Flood, the longtime, uncontested Mayor of Irvington has used the Republican party's election-winning machine to try to delay the victory that Malloy has clearly achieved.

While Flood and his Albany lawyer failed to keep the lone contested vote from breaking the tie in the March 15 election – "open the ballot," sternly intoned New York Supreme Court Justice Joan Lefkowitz in the last court battle – they have now adopted a new strategy.

The litigation continues on April 11 as the old Mayor attempts to get the court to nullify the election based on "irregularities" that, oddly enough, occurred on Flood's watch as Irvington's chief executive. The case is again before Judge Lefkowitz, and all local Democrats – and I'm sure most Irvington residents – are hoping the case will be closed and that Erin Malloy can finally enjoy a victory that was unnecessarily tough in coming.

A nearby mini-van was decorated with a sign announcing "Mayor Malloy's Temporary Office" in a showing that was both sad and inspirational. It is indeed sad that a duly elected official has to do business on a park bench because, once again, a Republican is fighting tooth and nail to keep votes from being counted.
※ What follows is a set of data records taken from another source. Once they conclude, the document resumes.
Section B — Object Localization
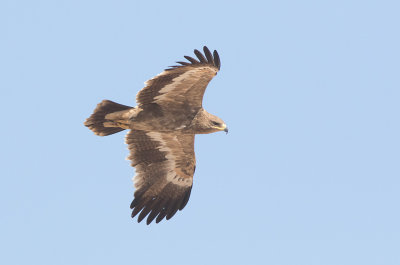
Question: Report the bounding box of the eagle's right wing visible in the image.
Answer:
[126,130,196,224]
[136,46,221,112]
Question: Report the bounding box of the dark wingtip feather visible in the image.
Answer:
[165,46,221,71]
[194,49,207,63]
[203,46,214,65]
[179,187,192,211]
[214,50,221,70]
[183,55,200,64]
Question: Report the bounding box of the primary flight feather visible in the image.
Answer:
[84,46,228,224]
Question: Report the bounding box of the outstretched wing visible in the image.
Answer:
[126,130,196,224]
[136,46,221,112]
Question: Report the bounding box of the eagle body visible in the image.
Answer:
[84,47,228,224]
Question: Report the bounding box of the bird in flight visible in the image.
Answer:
[84,46,228,224]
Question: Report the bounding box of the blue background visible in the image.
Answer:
[0,0,400,265]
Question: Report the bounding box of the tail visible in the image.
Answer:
[84,100,132,136]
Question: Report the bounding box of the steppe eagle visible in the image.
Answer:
[84,46,228,224]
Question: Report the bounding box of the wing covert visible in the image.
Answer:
[126,130,196,224]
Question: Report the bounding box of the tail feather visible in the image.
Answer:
[84,100,132,136]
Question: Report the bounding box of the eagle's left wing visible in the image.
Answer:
[126,130,196,224]
[136,46,221,112]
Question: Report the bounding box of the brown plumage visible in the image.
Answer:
[84,47,228,224]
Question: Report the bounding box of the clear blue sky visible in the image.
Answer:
[0,0,400,265]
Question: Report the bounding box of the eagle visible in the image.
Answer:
[84,46,228,224]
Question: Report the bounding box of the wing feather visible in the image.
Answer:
[126,130,196,224]
[136,46,221,110]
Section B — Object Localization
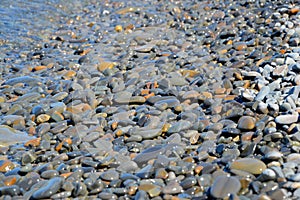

But it is uplifting in so many other ways. While clearly exhausted from a winning effort that Republicans have forced her to keep contesting, she's anxious to meet Irvington residents and to begin the work of serving the village. But it's also a bit larger than that to some of us in the Democratic party.

Erin Malloy is a fighter. She is clearly drawing a line in the sand and saying "no more" to the schoolyard-bully antics of the Republican party. She's done it while maintaining her charm and sense of humor under circumstances that would challenge the civility in most people.

She's smart, tough, and she's not gonna take it any more. And that, my friends, is exactly the kind of Democrat we need more of in our party.